Motivation and problem definition
Due to flooding of a one percent annual probability river flood event, a breach of a dyke occurred near the village Nepperwitz in 2002 and 2013 and the infrastructure within the area was damaged. As a result a new dyke was built behind the damaged dyke to guarantee more safety in case of flooding. The main focus of the Bachelor thesis was the investigation of probable damage of the embankment base of the new dyke due to overflow of the old dyke. For that purpose different flood events were simulated and the effect of overflowing water and the resulting hydronumeric properties were investigated. The aim of the study was the implementation of constructive measures based on the results of the thesis.
Methods and codes
With the usage of the open source CFD‐code OpenFOAM, executed at the LiMa cluster of the Erlangen Regional Computing Center (RRZE), numerical models have been developed to be investigated in terms of hydraulic functionality of the structural variations. Based on the highly turbulent flow conditions in the area of the embankment food the simulations needed to be performed under the usage of the Large‐Eddy‐Simulation (LES) method. With this method the large turbulent eddies are being calculated directly and only the smallest turbulent fluctuations are simplified by a modelling procedure. Therefore the claims to the mesh quality are very high and the calculations require huge compute resources.

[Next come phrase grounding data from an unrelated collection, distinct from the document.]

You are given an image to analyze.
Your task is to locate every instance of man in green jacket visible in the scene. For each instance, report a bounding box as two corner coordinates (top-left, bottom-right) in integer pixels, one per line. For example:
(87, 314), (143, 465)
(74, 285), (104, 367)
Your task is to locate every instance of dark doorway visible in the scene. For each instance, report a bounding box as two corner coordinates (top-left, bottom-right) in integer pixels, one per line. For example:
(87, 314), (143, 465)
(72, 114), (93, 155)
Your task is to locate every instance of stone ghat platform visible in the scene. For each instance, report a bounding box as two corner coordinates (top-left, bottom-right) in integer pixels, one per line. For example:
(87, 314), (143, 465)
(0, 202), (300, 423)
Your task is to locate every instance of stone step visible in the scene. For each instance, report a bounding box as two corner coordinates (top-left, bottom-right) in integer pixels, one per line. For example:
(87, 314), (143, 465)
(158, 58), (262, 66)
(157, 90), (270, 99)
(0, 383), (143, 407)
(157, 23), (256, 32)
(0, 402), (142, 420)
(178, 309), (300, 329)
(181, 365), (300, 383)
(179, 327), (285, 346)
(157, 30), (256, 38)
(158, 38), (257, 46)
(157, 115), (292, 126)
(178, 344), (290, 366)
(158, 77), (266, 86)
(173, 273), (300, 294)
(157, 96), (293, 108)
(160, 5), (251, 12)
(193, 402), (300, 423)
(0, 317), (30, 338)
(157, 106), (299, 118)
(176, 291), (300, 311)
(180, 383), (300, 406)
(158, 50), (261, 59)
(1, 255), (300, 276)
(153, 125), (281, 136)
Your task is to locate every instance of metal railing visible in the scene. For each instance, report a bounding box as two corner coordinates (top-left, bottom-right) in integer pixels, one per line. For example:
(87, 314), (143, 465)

Due to the investigations executed in the context of the Bachelor thesis, different proposals were made to ensure reasonable assurance in case of flooding and to prevent damaging of the new dyke. Resulting from the short schedule of a Bachelor thesis and the high quality meshes of the flow simulations, powerful computer resources were necessary to conclude the researches in time. This could only be accomplished by the support provided by the RRZE and the LiMa‐Cluster.
The execution and the results of the investigations were part of a Bachelor thesis.
Researcher’s Bio and Affiliation
Michael Kögel received his master degree in civil engineering at the Technische Hochschule Nürnberg Georg Simon Ohm and is currently working as a scientific assistant at the Institute for Hydraulic Engineering and Water Resources Management of the Technische Hochschule Nürnberg.